ROMA. L’Italia mantiene le distanze da un sempre più probabile intervento militare in Siria, anche se ci fosse il via libera dell’Onu. «La nostra partecipazione non sarebbe automatica» ma ci vorrebbe un dibattito parlamentare, ha avvertito il ministro degli Esteri Emma Bonino.
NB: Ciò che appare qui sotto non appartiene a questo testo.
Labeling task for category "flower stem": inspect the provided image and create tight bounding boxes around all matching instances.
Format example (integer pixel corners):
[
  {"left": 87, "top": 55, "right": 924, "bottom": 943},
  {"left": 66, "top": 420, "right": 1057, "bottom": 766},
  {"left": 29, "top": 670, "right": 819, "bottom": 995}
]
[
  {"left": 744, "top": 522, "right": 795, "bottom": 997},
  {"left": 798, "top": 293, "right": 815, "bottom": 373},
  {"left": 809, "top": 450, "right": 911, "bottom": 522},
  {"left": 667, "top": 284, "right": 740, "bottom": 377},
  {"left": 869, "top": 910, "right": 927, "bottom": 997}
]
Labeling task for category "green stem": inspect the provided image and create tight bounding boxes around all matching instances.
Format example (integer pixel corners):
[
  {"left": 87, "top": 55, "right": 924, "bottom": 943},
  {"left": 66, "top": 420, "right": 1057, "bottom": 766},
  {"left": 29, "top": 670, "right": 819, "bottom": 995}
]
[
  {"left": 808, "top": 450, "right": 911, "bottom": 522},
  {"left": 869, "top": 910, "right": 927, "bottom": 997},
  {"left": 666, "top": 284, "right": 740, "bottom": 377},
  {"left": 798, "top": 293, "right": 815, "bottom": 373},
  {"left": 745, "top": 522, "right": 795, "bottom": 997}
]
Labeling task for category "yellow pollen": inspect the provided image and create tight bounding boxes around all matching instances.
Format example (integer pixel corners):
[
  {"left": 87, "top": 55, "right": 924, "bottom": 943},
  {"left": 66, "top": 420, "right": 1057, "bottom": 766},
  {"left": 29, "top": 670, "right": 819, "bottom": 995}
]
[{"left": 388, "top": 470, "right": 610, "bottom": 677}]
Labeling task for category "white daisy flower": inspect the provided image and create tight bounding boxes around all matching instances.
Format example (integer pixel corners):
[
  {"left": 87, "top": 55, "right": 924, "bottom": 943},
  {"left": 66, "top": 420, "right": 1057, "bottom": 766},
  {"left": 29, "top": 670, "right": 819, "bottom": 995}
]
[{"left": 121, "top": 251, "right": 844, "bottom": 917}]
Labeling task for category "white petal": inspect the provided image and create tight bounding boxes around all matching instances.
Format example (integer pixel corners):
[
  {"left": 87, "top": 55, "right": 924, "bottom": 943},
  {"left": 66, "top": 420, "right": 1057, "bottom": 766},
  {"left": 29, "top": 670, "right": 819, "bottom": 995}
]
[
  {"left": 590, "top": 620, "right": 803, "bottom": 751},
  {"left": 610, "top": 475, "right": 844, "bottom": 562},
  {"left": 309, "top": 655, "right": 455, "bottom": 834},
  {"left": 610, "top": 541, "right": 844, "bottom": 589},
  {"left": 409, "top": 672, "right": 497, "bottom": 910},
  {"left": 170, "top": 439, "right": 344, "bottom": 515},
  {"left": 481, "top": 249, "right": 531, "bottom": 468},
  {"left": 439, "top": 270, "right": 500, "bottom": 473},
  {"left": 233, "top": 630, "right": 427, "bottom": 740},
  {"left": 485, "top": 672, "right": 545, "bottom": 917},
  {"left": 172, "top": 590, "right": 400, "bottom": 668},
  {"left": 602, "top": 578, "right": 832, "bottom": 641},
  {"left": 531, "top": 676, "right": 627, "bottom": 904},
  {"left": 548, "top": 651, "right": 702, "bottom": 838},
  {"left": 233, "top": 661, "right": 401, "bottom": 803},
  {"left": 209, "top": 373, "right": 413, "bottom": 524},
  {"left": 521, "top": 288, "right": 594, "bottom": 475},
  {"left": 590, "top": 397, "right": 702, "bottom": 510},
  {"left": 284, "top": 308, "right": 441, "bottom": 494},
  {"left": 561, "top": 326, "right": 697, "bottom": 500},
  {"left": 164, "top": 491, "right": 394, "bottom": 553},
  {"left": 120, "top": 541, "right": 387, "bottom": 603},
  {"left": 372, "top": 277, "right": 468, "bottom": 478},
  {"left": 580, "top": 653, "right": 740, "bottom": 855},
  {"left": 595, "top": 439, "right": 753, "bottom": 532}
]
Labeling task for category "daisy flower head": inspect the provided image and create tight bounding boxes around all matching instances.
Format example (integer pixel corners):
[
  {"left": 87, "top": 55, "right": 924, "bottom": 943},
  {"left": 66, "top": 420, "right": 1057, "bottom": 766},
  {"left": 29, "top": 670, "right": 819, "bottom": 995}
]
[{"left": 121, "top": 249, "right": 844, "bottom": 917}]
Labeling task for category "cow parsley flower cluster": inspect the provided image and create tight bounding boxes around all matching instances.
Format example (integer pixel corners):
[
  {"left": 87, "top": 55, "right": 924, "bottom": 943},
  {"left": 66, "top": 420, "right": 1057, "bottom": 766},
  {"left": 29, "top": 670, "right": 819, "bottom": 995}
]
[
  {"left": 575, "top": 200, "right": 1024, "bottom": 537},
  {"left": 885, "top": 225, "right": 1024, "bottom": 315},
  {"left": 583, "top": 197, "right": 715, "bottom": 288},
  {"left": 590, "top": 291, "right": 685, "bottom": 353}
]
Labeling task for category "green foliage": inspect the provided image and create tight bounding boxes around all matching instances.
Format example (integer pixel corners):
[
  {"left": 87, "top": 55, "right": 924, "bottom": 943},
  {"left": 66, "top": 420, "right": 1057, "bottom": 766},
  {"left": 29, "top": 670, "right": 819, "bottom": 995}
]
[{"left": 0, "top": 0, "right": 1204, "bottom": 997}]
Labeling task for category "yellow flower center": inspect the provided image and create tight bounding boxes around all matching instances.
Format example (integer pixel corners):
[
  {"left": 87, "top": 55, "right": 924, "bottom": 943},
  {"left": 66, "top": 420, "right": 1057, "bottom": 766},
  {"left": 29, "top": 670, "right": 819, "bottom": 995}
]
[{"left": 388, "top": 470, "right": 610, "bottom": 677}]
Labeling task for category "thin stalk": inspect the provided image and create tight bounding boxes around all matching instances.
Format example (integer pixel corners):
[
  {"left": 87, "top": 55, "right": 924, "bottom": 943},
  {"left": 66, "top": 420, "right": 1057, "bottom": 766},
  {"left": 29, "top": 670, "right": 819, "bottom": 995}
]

La priorità del governo, come è emerso ieri da un vertice a Palazzo Chigi presieduto dal premier Enrico Letta, è di accertare quanto prima le responsabilità dell’attacco chimico nei sobborghi di Damasco, facilitando il lavoro degli ispettori Onu. Da Washington si moltiplicano gli indizi di un’imminente rappresaglia contro il regime di Assad in risposta all’uso di armi chimiche, ma in Italia al momento prevale la linea non-interventista. L’ulteriore frenata è arrivata ieri dalla titolare della Farnesina: anche con l’ok del Consiglio di sicurezza dell’Onu ad un’azione militare in Siria ha puntualizzato Bonino - la partecipazione italiana «non sarebbe automatica», piuttosto farebbe scattare un «serio dibattito in Parlamento». Il collega della Difesa Mario Mauro ha detto ancora più chiaramente che «non ci sono spazi perché l’Italia prenda parte attivamente ad una nuova azione militare», perché i nostri soldati sono già impegnati «in Libano, Libia, Kosovo e Afghanistan». Ed in caso di richiesta da parte degli alleati di concedere le basi militari, «che ancora non è arrivata», ogni decisione del governo sarà «collegiale» e «sottoposta al Parlamento», ha aggiunto Mauro, specificando che il governo vuole «evitare avventure al nostro Paese». La linea italiana, formalizzata dal premier Letta al termine di una riunione con i ministri Mauro e Bonino ed il vicepremier Alfano, è di «chiedere con grande forza all’Onu che sia chiarito quanto successo» in quel terribile attacco del 21 agosto.